I’ve started to let go of my tomatoes. The vines are long with lots of crispy leaves and the fruits are getting smaller and smaller. It’s felt like a poor year since we’ve been battling our trellis since June, but a count of the jars in our pantry (just a fancy way to say basement) tells me otherwise. We’ve put up about 50, if not more, (mostly pint-sized) jars of tomato sauce, pizza sauce, and plain tomatoes this summer. I feel the push and the pull of this time of year in the decision to pull plants. I know I have put up a ton of tomatoes for us to use year-round, but I can’t help feeling the creep of scarcity mindset telling me to do more, more, MORE. There is some truth to this thinking as it seems that when I grow and can tomatoes in a versatile way, being mostly pizza sauce (just tomatoes, onions, and garlic) or plain tomato sauce, I end up cooking with it more. It’s this beautiful cycle born out of eating and living seasonally and proof that not all our effort and work is for naught. We are actually eating the things we grow (a question I get from homestead skeptics). We can mold and bend towards a more seasonal lifestyle.
Seeds are everywhere in my September garden. Cosmos, zinnias, marigolds. Basil, borage, amaranth, pinto beans. I’ve started taking walks through the garden with my seed bowl, a small wooden bowl that’s the last of a set we were given for our wedding that somehow made its way from our kitchen to our garage and has now become my dedicated seed collector. I fill it with flower heads or hold it under herbs as I shake their seeds loose. It’s rewarding to save the seeds from plants grown in the garden. So rewarding, in fact, that I forget to notice that it’s the last stage of the plant’s lifecycle.
September is Easy
We’re hosting a kids’ gardening class this weekend themed around saving the harvest. It’s the last class of the season and despite some requests to add one for October, I am listening to that feeling of rightness in closing the first season of hosting these classes with a theme that, to me, screams celebration. Like September, the theme “saving the harvest” conjures this paradigm between holding on and letting go. Like saving seeds, the act of celebrating the harvest eases us into the idea of change. We are simultaneously holding on and letting go.

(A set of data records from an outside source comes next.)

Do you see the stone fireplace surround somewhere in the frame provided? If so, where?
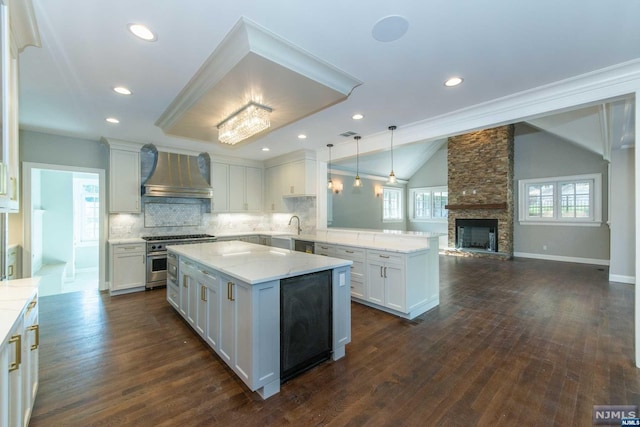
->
[446,125,514,259]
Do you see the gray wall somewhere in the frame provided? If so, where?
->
[20,131,109,170]
[406,144,448,249]
[327,175,407,230]
[514,125,609,261]
[609,148,636,283]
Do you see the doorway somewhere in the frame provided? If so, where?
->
[23,163,105,296]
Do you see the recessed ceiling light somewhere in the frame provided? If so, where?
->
[113,86,131,95]
[129,24,158,42]
[444,77,464,87]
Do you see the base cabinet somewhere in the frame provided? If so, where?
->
[0,294,40,427]
[109,243,147,294]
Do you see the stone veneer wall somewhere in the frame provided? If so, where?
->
[447,125,514,257]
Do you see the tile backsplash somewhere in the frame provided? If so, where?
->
[109,197,316,239]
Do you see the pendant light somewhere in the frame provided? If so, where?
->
[327,144,333,190]
[353,135,362,187]
[387,126,398,184]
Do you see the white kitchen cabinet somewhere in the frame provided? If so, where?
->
[218,274,280,397]
[212,162,263,212]
[265,158,316,212]
[109,243,147,295]
[211,162,229,212]
[0,293,39,427]
[0,0,40,212]
[105,139,142,213]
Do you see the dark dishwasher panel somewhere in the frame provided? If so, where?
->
[293,238,315,254]
[280,270,333,383]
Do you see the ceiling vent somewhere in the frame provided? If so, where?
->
[340,130,358,138]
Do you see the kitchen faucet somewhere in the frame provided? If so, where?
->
[289,215,302,235]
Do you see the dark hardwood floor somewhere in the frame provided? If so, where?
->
[30,256,640,427]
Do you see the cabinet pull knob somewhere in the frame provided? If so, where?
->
[27,325,40,351]
[9,335,22,372]
[227,282,235,301]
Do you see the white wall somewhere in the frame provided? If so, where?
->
[609,148,636,283]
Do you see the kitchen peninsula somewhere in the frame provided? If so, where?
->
[167,241,352,399]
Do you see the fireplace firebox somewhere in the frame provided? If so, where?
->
[456,219,498,252]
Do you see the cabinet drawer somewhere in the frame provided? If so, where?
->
[351,278,365,299]
[113,243,145,254]
[351,261,364,277]
[335,246,365,261]
[367,251,404,264]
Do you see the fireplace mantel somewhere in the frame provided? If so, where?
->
[444,203,507,210]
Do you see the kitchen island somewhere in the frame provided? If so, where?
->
[167,241,352,399]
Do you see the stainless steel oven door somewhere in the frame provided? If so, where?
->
[147,253,167,288]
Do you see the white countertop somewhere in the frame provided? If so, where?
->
[167,240,353,285]
[291,229,440,253]
[0,277,40,344]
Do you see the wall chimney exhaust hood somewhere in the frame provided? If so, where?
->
[140,145,213,199]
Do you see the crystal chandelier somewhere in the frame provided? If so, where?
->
[218,102,272,145]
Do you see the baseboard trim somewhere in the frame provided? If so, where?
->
[513,252,609,266]
[609,274,636,285]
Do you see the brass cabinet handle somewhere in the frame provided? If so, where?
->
[9,335,22,372]
[227,282,236,301]
[27,325,40,351]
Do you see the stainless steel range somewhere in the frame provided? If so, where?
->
[143,234,217,289]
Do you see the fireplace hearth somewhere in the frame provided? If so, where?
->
[455,219,498,252]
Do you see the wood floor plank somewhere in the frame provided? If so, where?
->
[30,256,640,427]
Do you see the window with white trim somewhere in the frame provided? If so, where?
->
[382,187,402,222]
[409,187,449,221]
[518,174,602,226]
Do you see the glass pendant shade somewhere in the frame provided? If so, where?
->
[387,126,398,184]
[353,135,362,188]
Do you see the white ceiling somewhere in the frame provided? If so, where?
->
[13,0,640,175]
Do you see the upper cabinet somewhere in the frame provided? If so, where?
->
[265,151,316,212]
[0,0,40,212]
[211,159,263,212]
[105,139,142,213]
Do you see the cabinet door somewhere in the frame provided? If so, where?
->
[245,167,262,211]
[111,246,146,291]
[218,276,236,367]
[383,264,406,312]
[205,275,220,351]
[212,163,229,212]
[229,165,247,212]
[109,149,140,213]
[367,262,385,305]
[21,297,40,425]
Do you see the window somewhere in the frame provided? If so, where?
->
[518,174,602,225]
[73,178,100,245]
[410,187,449,221]
[382,187,402,222]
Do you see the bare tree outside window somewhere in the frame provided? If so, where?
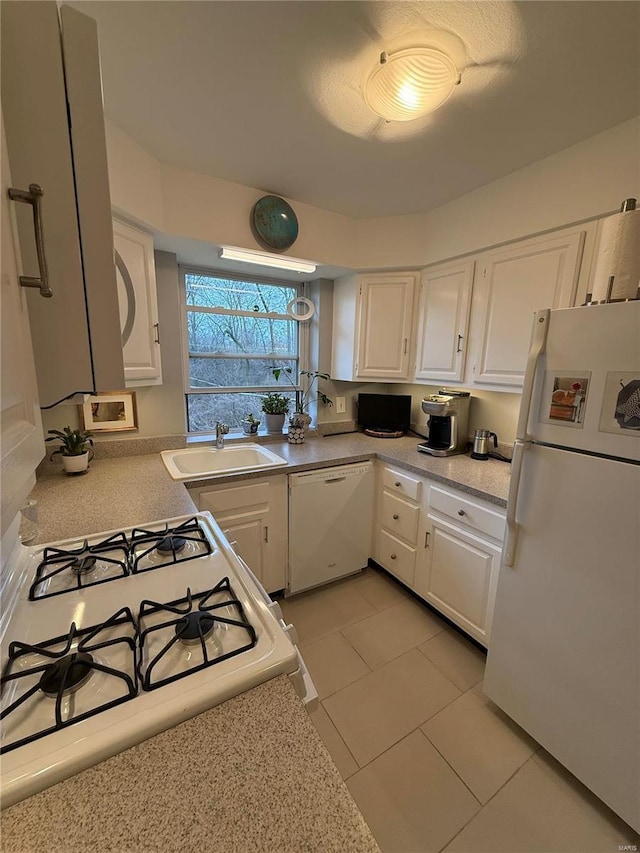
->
[184,271,301,432]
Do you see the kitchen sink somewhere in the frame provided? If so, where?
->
[160,444,288,480]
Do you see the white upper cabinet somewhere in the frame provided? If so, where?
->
[415,261,475,384]
[331,273,416,382]
[472,229,586,388]
[113,219,162,386]
[1,0,124,407]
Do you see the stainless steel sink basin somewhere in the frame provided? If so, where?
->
[160,444,287,480]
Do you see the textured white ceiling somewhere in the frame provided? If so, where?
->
[73,0,640,217]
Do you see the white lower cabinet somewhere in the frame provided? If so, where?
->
[189,474,287,592]
[373,463,505,647]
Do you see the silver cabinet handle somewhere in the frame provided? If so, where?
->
[9,184,53,297]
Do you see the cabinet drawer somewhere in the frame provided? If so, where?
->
[191,479,274,516]
[429,486,505,542]
[378,530,416,586]
[380,491,420,545]
[382,466,422,501]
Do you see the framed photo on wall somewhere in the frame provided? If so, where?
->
[80,391,138,432]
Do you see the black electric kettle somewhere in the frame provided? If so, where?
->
[471,429,498,459]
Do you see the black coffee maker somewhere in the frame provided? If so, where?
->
[418,388,471,456]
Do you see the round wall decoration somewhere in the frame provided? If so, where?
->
[287,296,316,322]
[251,195,298,250]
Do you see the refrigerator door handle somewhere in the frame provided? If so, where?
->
[502,438,531,566]
[511,308,550,442]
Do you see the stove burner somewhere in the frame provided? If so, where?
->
[38,652,93,699]
[156,534,187,554]
[175,610,216,644]
[69,555,98,575]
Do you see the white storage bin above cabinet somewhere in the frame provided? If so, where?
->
[113,219,162,387]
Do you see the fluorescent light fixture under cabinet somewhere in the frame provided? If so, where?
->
[219,246,317,273]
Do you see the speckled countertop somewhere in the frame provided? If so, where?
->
[185,433,511,507]
[2,676,379,853]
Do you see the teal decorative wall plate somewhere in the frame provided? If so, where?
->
[251,195,298,250]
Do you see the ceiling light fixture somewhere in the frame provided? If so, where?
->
[218,246,317,273]
[364,47,461,121]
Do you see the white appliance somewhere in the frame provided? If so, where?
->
[288,462,373,593]
[0,512,317,807]
[484,302,640,830]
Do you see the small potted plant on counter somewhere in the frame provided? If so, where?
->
[271,367,333,444]
[262,391,289,435]
[45,426,93,474]
[242,413,260,435]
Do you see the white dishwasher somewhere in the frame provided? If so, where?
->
[288,462,373,594]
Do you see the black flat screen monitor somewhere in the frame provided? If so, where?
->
[358,394,411,432]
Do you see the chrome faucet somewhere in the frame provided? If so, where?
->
[216,421,229,450]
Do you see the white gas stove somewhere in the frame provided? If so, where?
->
[0,513,315,807]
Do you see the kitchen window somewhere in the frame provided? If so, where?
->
[182,268,306,433]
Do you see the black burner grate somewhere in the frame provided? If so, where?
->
[0,607,138,754]
[29,533,129,601]
[138,577,257,690]
[130,516,212,574]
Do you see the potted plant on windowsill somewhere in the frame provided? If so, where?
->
[242,413,260,435]
[271,367,333,444]
[262,391,289,435]
[45,426,93,474]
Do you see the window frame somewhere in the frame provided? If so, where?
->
[178,264,310,435]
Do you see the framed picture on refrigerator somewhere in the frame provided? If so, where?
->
[540,370,591,429]
[600,370,640,437]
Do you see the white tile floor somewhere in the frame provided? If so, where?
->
[281,568,640,853]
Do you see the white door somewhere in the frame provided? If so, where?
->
[0,117,44,535]
[473,231,585,386]
[421,519,500,646]
[356,274,415,380]
[484,445,640,830]
[113,219,162,385]
[415,261,475,384]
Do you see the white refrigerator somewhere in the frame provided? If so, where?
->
[484,301,640,831]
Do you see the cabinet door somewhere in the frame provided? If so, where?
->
[356,275,415,380]
[415,261,475,384]
[473,231,585,386]
[0,0,124,407]
[419,521,501,647]
[113,219,162,386]
[191,475,287,592]
[0,125,44,535]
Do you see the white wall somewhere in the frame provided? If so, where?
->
[107,116,640,269]
[97,117,640,443]
[355,116,640,267]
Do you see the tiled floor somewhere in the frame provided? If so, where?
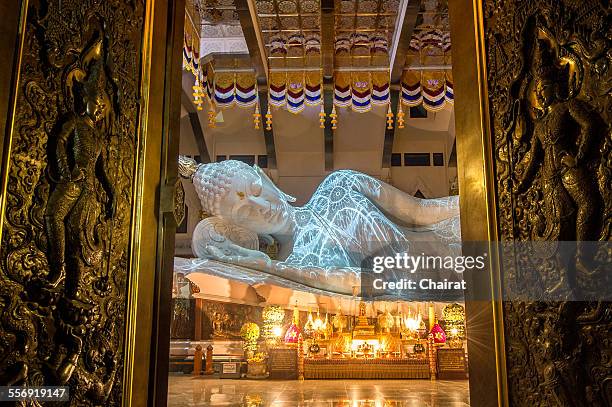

The beauty of letting go in September is that there’s still time to grow. I can pull my tomatoes and plant peas or cover crops. The decision doesn’t weigh heavy on my soul because I’m not saying goodbye to the garden, I’m just saying goodbye to one crop. One row. One Bed.
The leaves from our mulberry trees seemed to have fallen overnight (and no, we haven’t gotten any rain…in like a month…we’re thirsty!). That is true. But September has a way about it that eases us from summer to fall. We notice most of the changes happening gradually, almost romantically, in a way that allows us to adjust to the change subconsciously.
September is Reflection
I’m full of some of the happiest memories come September. Standing on a wooden kitchen chair, peeling apples into the sink with my grandma. Playing field hockey with my best friend. The coziness of back-to-school, new routines, apple pies, dark evenings, and this feeling of being. I find myself settling into these memories and feelings despite not having to head to back-to-school or send my kids to school (my oldest is 3). Instead, these vibes manifest through reflection.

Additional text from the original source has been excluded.